Nonsteroidal anti-inflammatory drugs (NSAIDs) inhibit the formation of bone. However, they have been shown to increase tensile strength in healing tendons. Most NSAIDs inhibit two isoforms of cyclooxygenases called Cox-1 and Cox-2. Thanks to fewer side-effects, the recently introduced selective cyclooxygenase-2 (Cox-2) inhibitors will probably promote more widespread use of this kind of drug.

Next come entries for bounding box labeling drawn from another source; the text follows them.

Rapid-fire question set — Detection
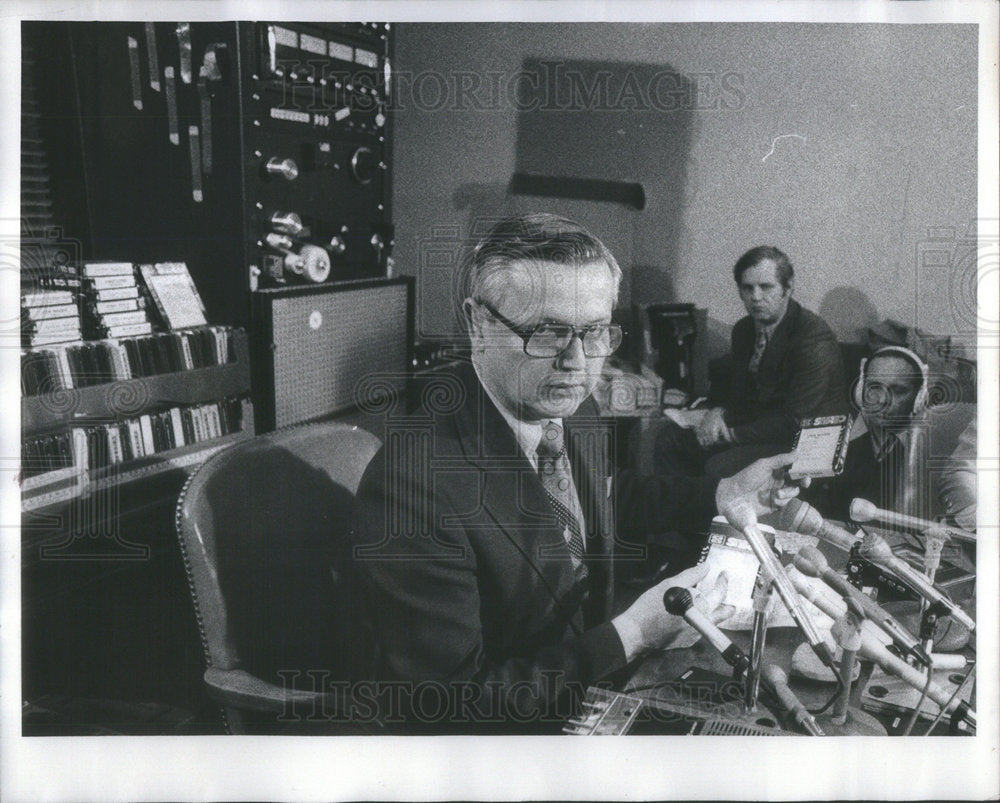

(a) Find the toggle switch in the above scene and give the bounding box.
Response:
[271,212,304,237]
[264,156,299,181]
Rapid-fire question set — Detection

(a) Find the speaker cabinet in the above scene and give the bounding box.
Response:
[254,276,414,430]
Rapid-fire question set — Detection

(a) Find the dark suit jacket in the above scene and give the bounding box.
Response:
[355,367,715,723]
[726,299,848,448]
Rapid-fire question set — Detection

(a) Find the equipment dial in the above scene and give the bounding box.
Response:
[330,234,347,256]
[299,245,330,284]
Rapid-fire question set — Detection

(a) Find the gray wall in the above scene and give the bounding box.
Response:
[393,23,977,362]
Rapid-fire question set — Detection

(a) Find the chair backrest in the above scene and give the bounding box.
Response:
[177,423,380,696]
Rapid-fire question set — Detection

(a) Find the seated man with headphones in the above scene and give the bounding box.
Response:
[803,346,928,521]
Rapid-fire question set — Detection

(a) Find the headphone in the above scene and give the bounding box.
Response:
[852,346,928,417]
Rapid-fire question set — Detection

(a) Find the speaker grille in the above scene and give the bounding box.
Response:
[271,284,409,427]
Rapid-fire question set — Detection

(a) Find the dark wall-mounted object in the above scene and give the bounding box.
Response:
[509,173,646,209]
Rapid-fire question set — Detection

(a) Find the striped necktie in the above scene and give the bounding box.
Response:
[535,421,583,566]
[750,327,767,375]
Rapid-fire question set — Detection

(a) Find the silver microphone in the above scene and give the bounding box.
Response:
[859,533,976,630]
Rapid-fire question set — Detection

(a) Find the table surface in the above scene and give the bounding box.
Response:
[621,524,975,734]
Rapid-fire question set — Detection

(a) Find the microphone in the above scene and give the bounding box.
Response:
[724,500,839,677]
[663,586,750,675]
[778,499,858,552]
[764,664,826,736]
[850,497,976,543]
[859,533,976,630]
[795,546,930,666]
[790,572,976,728]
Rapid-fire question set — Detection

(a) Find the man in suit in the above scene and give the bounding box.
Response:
[354,214,796,732]
[654,246,847,477]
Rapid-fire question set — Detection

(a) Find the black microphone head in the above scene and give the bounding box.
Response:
[848,496,878,524]
[858,533,893,563]
[795,546,829,577]
[663,586,694,616]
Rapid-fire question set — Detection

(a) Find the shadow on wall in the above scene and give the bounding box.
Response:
[453,57,696,326]
[816,287,879,343]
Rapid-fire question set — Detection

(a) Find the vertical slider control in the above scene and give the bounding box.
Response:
[188,125,204,204]
[198,65,212,176]
[177,22,192,84]
[128,36,142,110]
[163,65,181,145]
[144,22,160,92]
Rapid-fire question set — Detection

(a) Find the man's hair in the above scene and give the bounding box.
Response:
[733,245,795,290]
[458,212,622,316]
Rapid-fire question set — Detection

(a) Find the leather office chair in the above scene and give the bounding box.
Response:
[176,423,380,733]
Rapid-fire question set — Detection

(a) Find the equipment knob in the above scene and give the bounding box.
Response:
[330,234,347,256]
[299,245,330,284]
[264,231,295,251]
[271,212,302,237]
[264,156,299,181]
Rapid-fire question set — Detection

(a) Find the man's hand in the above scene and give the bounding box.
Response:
[715,453,809,528]
[694,407,733,449]
[613,564,731,661]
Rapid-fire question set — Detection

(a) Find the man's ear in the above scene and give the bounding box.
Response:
[462,298,482,341]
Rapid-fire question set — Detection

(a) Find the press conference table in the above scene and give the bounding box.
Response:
[619,524,975,735]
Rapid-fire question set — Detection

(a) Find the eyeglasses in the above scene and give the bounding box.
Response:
[477,301,622,357]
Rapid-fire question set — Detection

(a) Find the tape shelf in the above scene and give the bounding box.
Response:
[21,420,254,512]
[21,330,250,438]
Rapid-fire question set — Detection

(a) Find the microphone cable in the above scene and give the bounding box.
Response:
[923,651,976,736]
[903,661,932,736]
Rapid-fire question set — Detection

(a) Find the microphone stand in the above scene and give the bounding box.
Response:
[743,566,774,714]
[910,527,948,664]
[816,595,888,736]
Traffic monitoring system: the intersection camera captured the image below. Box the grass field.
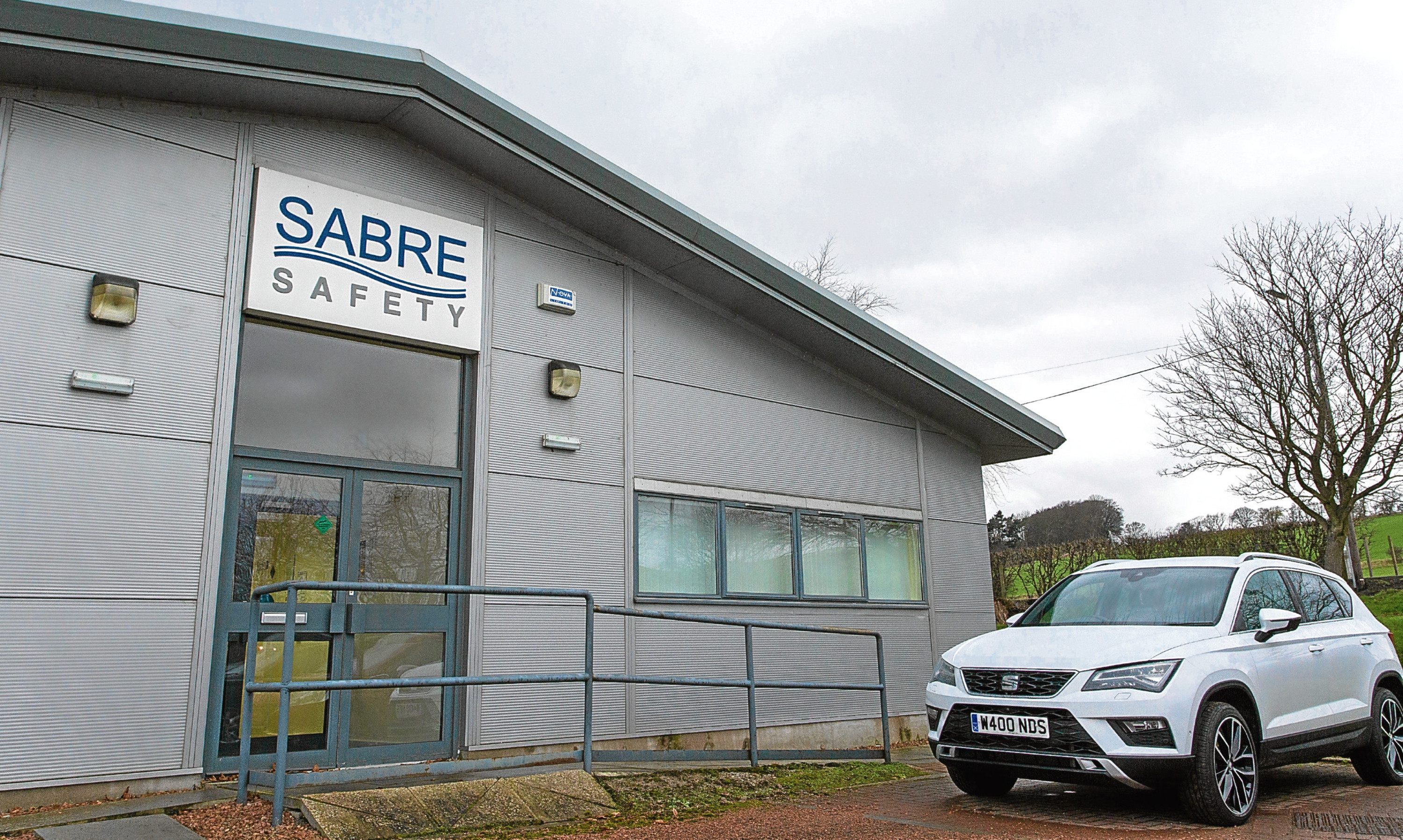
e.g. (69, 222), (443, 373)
(1355, 513), (1403, 576)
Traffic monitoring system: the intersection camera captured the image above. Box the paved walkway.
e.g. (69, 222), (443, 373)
(553, 753), (1403, 840)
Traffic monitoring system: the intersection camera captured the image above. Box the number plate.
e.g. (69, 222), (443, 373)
(969, 712), (1051, 738)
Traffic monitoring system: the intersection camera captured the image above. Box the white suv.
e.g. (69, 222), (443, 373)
(926, 554), (1403, 825)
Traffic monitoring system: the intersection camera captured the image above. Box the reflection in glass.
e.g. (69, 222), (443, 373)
(356, 481), (449, 604)
(638, 496), (717, 594)
(1233, 569), (1296, 631)
(351, 632), (443, 747)
(219, 632), (331, 756)
(725, 506), (794, 594)
(234, 470), (341, 603)
(234, 321), (463, 467)
(867, 519), (920, 600)
(798, 513), (863, 597)
(1285, 572), (1344, 624)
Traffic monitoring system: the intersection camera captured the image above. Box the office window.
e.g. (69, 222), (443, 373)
(638, 496), (718, 594)
(636, 493), (925, 603)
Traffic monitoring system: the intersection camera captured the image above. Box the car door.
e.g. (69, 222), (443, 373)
(1233, 569), (1330, 739)
(1284, 569), (1372, 729)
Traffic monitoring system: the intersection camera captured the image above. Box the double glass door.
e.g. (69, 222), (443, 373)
(219, 458), (459, 767)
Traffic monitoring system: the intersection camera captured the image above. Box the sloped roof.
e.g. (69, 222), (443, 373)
(0, 0), (1065, 463)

To clarify the effects on tendon healing of a general Cox-inhibitor (indomethacin) as well as a selective Cox-2 inhibitor (celecoxib), we resected 3 mm of the Achilles tendon in rats and measured the strength of the tendon regenerate. Indomethacin given as daily injections in doses of 1.5, 3.0 and 5.0 mg/kg reduced the thickness (cross-sectional area) of the tendon regenerate at 14 days, as compared to controls, but there was no difference in the failure load or stiffness. In another series of measurements, indomethacin in a dose of 3.0 mg/kg reduced the cross-sectional area at 10, 14 and 18 days after transsection. Failure load was not affected, but tensile stress at failure was increased by indomethacin at 14 and 18 days. Indomethacin (3 mg/kg) was then compared to celecoxib (4.5 mg/kg) and controls 14 days after tendon transsection. No difference between the drugs was seen. Again, the transverse area was smaller in the treated tendons than in the controls. Failure load was unchanged and the tensile stress was higher in the treated tendons than in the controls. Because of the reduction in cross-sectional area without an effect on failure load, the use of Cox-inhibitors may be beneficial in clinical situations where thickening of a healing tendon is a problem--e.g., in the hand or shoulder.